Jeśli dzisiejsza sesja zakończy się na minusie, będzie to piąty spadkowy dzień z rzędu dla indeksu WIG20. Najgorsze jest jednak to, że wtorkowy poranek przyniósł pogłębienie dotychczasowego dna trendu spadkowego (2144 pkt), co z punktu widzenia analizy technicznej stanowi sygnał do kontynuacji rynku niedźwiedzia.
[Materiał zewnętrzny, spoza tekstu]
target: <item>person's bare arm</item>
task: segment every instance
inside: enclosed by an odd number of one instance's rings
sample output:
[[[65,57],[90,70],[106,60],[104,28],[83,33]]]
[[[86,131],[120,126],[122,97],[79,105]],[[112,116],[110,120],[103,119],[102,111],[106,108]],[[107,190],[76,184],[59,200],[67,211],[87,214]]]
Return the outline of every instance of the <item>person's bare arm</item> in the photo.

Poranna wyprzedaż ma swoje przyczyny za oceanem. Otóż Donald Trump kazał przygotować listę produktów chińskich o wartości 200 mld USD, które będzie chciał obłożyć cłami. Oczywiście Chiny zapowiedziały, że jeśli do tego dojdzie, to zastosują równie silną ripostę. Spadkami zareagowała nie tylko Warszawa. CAC40 spadał rano o 1,3 proc. a DAX o 1,6 proc. Jak sytuację na rynkach komentują maklerzy?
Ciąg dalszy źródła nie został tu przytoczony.